The Son of God deserves a royal entry. Less peasant, more pizzazz. Out with the heads of sheep, in with the heads of state. Shouldn’t we ticker tape this event? Maybe throw in a little Trump Tower escalator entrance.
But we didn’t design the hour. God did. And God was content to enter the world in the presence of sleepy sheep and a wide-eyed carpenter. No spotlights, just candlelight. No crowns, just cows chewing cud.
God made so little of his Son’s coming. No hoopla at his birth. Is this a mistake?
Or is this the message?
Perhaps our world, and your life, resembles a Bethlehem stable. Crude in some spots, smelly in others. Not much glamour. Not always neat. People in your circle remind you of stable animals: grazing like sheep, stubborn like donkeys, and that cow in the corner looks a lot like the fellow next door.
The moment Mary touched God’s face is the moment God made his case: there is no place he will not go.

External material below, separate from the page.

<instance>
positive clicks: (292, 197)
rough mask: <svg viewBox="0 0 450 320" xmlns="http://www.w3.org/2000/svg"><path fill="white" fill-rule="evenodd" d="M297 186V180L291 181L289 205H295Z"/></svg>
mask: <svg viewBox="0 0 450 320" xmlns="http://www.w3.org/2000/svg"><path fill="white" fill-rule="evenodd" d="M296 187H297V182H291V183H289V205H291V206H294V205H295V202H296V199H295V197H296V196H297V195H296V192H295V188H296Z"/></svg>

If he is willing to be born in a barnyard, then expect him to be at work anywhere— bars, bedrooms, boardrooms, and brothels. No place is too common. No person is too hardened. No distance is too far.
There is no person he cannot reach. There is no limit to his love. When Christ was born, so was our hope.
Actually, I think we need Christmas more than ever this year.
We could use a season that is dedicated to giving, not receiving; to caring, not critiquing. Put away our differences. Put up the Christmas tree. Take comfort in the familiar story and the ancient carols. Our world, like that of Bethlehem, is difficult and crowded. Our days can feel as cold and uncertain as that midnight manger. Yet, in the midst of it all, let’s do what Mary did. Let’s invite the source of peace to enter our world. Let’s find hope, once more, in the infant King.
God became one of us so we could become one with him. That is the promise of Bethlehem.